A muffled voice called out from the other side of the door. “Coming, Mama,” the girl shouted over her shoulder before turning back to Jupe. “Sorry. Lunch break’s over, and I’ve gotta walk back to school before the bell rings.”
“Wait!” Jupe detached himself from the tree. “I’m being serious about needing help. It took me two hours to get out here.”
She hesitated. “You’ll have to come back when the lodge is open to the public.”
“Which is when?”
“Sophic Mass is tomorrow at seven p.m. And that’s seven p.m. sharp—if you’re even ten seconds late, they won’t let you in. They lock the doors. So don’t be late.” She tossed her half-eaten apple into a trash can and opened the door.
“Mass? What the hell is that? Do I have to dress up?”
“It’s a public ritual to raise energy. Bring ten dollars for a donation. We have dinner afterward. It’ll be good. My dad grills out back. And it’s casual dress. I just wear whatever I had on at school that day.”
“Seven tomorrow,” he said, more to himself than to her. How the hell was he going to catch another bus out here? He’d have to think of a good story to tell the Holidays, which made his stomach hurt a little, because he didn’t really like lying to them.
The girl slipped inside the door and turned around to look at him one last time. “I like your jacket,” she said in a softer voice, gesturing toward the monster patches on his sleeves. “A lot of old movies are better than new ones, but I usually like books the best.”
Oh.
Wow.
Jupe had a lot to say about that, but he couldn’t seem to get the words out. His mouth went all dry, and his heart was beating like he’d been running.
“By the way, my name is Leticia Vega,” she said from the shrinking darkness of the closing door, pronouncing her name with a rich, rolling accent. Le-ti-ci-a. “And if you ever call me ‘Letty,’ I’ll lay a hex on you that’ll make all your teeth fall out.”
If Lon intended to give me another chance to see him naked, I missed it. He called Jupe and the Holidays to report in, and I fell asleep before he’d even finished his phone call.
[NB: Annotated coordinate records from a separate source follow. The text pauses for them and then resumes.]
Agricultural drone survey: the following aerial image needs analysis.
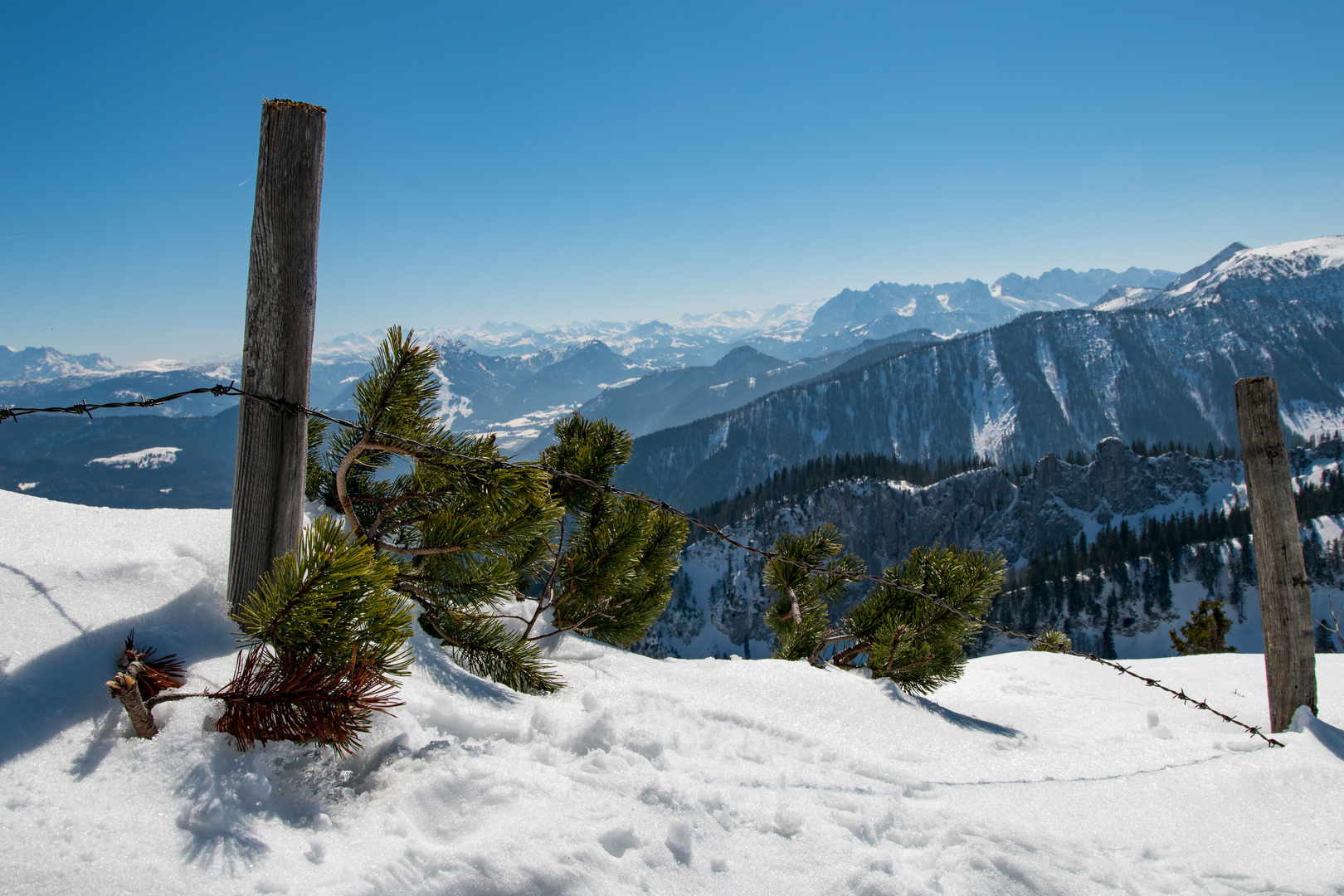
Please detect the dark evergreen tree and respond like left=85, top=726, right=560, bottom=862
left=765, top=525, right=1004, bottom=694
left=308, top=328, right=687, bottom=694
left=1168, top=599, right=1236, bottom=657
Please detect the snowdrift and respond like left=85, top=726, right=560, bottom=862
left=0, top=493, right=1344, bottom=894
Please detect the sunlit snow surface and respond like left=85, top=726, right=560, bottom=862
left=0, top=493, right=1344, bottom=894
When I woke to the sound of our dueling cell-phone alarms, he was in the other bed, and it was half an hour before sunset. We quickly packed up and began the five-hour drive to Pasadena, trading barren wild coast for the sprawl of Southern California.
And the landscape wasn’t the only thing changing: my unexplained strength had abandoned me. Whether it was time or sleep that erased it, I didn’t know. But when I tested it on a metal letter opener I found in the motel desk drawer, all I got was a hand cramp.
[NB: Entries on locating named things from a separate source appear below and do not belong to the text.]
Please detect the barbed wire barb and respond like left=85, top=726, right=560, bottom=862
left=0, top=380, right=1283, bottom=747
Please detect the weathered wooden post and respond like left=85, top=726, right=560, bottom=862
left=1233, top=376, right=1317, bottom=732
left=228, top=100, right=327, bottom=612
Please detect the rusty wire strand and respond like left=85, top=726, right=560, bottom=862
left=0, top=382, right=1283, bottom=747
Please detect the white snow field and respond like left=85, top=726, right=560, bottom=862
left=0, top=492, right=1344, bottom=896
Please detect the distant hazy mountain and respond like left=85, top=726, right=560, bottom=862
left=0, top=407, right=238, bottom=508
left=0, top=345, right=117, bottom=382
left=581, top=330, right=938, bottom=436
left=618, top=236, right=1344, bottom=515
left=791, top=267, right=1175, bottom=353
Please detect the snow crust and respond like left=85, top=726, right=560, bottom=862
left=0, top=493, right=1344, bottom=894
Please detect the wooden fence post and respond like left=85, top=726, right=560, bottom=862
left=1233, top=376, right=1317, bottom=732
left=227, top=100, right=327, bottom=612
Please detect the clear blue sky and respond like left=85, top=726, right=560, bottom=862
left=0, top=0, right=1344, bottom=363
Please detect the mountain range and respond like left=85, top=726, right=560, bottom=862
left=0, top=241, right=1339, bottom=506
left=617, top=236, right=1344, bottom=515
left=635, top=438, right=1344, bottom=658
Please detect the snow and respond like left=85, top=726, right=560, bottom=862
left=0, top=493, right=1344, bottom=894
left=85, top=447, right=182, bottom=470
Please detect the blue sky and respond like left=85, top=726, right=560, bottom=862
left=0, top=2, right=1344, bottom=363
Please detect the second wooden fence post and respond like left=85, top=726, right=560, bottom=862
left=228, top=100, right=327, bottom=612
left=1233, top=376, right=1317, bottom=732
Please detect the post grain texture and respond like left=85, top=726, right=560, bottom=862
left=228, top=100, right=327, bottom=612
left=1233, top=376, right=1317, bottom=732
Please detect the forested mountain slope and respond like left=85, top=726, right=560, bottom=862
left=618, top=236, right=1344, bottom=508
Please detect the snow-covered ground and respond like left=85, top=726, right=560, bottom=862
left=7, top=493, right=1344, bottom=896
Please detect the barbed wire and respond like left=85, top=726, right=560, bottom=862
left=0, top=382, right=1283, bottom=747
“Had to be a side effect of your transmutation that first night,” Lon said as night settled across the Pacific Coast Highway.
“Almost makes me want to try shifting again if that’s the freebie I get for the effort.”
“Nothing’s ever free.”
True. And my eyes were still a little silvery. Not noticeable enough to have to wear sunglasses, so that was something. But deep down, I was still worried the whole thing was a bad omen.
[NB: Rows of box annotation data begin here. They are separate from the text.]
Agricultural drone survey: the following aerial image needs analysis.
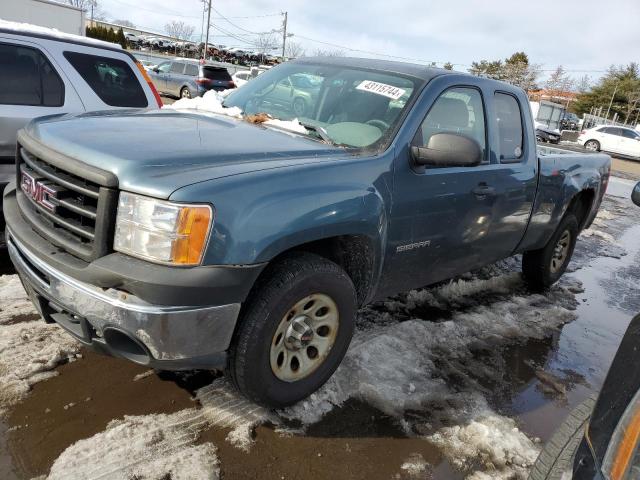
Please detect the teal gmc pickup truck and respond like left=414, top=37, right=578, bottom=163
left=4, top=58, right=610, bottom=407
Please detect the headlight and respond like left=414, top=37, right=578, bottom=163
left=113, top=192, right=213, bottom=265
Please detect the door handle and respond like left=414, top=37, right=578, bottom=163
left=471, top=184, right=496, bottom=198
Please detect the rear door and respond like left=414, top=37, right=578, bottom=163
left=167, top=62, right=185, bottom=95
left=0, top=37, right=85, bottom=160
left=620, top=128, right=640, bottom=157
left=149, top=62, right=171, bottom=92
left=386, top=75, right=537, bottom=291
left=600, top=127, right=622, bottom=153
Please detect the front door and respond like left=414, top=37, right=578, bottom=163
left=387, top=79, right=537, bottom=291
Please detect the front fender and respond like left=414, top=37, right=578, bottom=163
left=171, top=156, right=390, bottom=265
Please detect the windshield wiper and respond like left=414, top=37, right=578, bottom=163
left=298, top=119, right=336, bottom=145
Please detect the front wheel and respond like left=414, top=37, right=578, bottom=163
left=529, top=397, right=596, bottom=480
left=227, top=253, right=357, bottom=408
left=522, top=213, right=579, bottom=290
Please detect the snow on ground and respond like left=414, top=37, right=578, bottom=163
left=0, top=275, right=37, bottom=325
left=281, top=273, right=579, bottom=478
left=47, top=408, right=220, bottom=480
left=400, top=453, right=429, bottom=477
left=196, top=378, right=279, bottom=452
left=0, top=275, right=80, bottom=414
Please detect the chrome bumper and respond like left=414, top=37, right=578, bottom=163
left=7, top=231, right=240, bottom=370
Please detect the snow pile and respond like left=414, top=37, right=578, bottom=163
left=0, top=275, right=38, bottom=325
left=196, top=378, right=278, bottom=452
left=400, top=453, right=429, bottom=477
left=0, top=320, right=80, bottom=413
left=162, top=90, right=307, bottom=135
left=47, top=409, right=220, bottom=480
left=426, top=396, right=540, bottom=479
left=281, top=273, right=578, bottom=478
left=0, top=19, right=122, bottom=49
left=0, top=275, right=80, bottom=414
left=162, top=90, right=242, bottom=118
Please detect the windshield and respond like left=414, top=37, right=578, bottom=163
left=224, top=63, right=419, bottom=148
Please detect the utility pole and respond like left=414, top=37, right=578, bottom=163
left=282, top=12, right=288, bottom=62
left=204, top=0, right=211, bottom=62
left=605, top=83, right=618, bottom=124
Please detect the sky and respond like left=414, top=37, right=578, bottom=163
left=98, top=0, right=640, bottom=79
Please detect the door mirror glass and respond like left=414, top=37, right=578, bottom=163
left=411, top=133, right=482, bottom=167
left=631, top=182, right=640, bottom=207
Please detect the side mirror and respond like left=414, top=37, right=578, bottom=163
left=631, top=182, right=640, bottom=207
left=411, top=133, right=482, bottom=167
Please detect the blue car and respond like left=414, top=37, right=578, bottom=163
left=149, top=59, right=236, bottom=98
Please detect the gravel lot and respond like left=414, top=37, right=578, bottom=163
left=0, top=170, right=640, bottom=480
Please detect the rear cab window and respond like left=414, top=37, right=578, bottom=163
left=170, top=62, right=184, bottom=73
left=414, top=87, right=489, bottom=164
left=0, top=43, right=64, bottom=107
left=494, top=92, right=524, bottom=163
left=64, top=51, right=149, bottom=108
left=184, top=63, right=198, bottom=77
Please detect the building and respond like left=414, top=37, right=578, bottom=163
left=0, top=0, right=86, bottom=36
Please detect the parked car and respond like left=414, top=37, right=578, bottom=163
left=149, top=59, right=236, bottom=98
left=124, top=32, right=142, bottom=46
left=4, top=57, right=611, bottom=407
left=578, top=125, right=640, bottom=159
left=0, top=20, right=162, bottom=244
left=560, top=112, right=580, bottom=130
left=529, top=262, right=640, bottom=480
left=536, top=126, right=561, bottom=144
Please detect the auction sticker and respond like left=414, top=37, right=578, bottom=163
left=356, top=80, right=406, bottom=100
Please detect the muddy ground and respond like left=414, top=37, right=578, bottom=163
left=0, top=180, right=640, bottom=480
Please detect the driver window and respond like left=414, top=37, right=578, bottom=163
left=414, top=87, right=489, bottom=163
left=158, top=62, right=171, bottom=73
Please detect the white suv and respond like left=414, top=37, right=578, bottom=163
left=578, top=125, right=640, bottom=160
left=0, top=20, right=162, bottom=240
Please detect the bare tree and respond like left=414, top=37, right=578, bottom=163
left=113, top=20, right=136, bottom=28
left=164, top=20, right=195, bottom=40
left=576, top=75, right=591, bottom=93
left=255, top=33, right=278, bottom=61
left=286, top=41, right=304, bottom=58
left=313, top=48, right=345, bottom=57
left=545, top=65, right=575, bottom=105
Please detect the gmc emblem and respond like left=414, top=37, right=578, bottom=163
left=20, top=172, right=58, bottom=212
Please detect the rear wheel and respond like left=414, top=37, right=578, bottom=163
left=227, top=253, right=357, bottom=408
left=522, top=213, right=579, bottom=289
left=529, top=397, right=596, bottom=480
left=584, top=140, right=600, bottom=152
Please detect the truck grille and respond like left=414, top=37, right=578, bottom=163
left=17, top=146, right=117, bottom=261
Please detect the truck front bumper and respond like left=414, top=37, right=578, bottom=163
left=7, top=230, right=240, bottom=370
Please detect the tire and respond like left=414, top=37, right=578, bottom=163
left=227, top=253, right=357, bottom=408
left=522, top=213, right=580, bottom=290
left=529, top=397, right=596, bottom=480
left=584, top=140, right=600, bottom=152
left=293, top=97, right=307, bottom=117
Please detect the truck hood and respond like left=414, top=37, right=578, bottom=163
left=26, top=110, right=344, bottom=198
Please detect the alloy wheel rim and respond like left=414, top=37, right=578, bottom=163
left=551, top=230, right=571, bottom=273
left=269, top=293, right=340, bottom=382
I spent the first couple of hours of our trip chasing broadband signals as I searched for any information I could find on Karlan Rooke. He was in his early seventies, a wealthy man who’d traveled around the world collecting plants for a twelve-acre private estate, which he opened up to the public in the 1980s. It was one of several botanical gardens in the City of Roses, and although it was not as vast as the gardens at the Huntington Library, it was successful because of its niche collection of unusual plants and had earned a quirky nickname.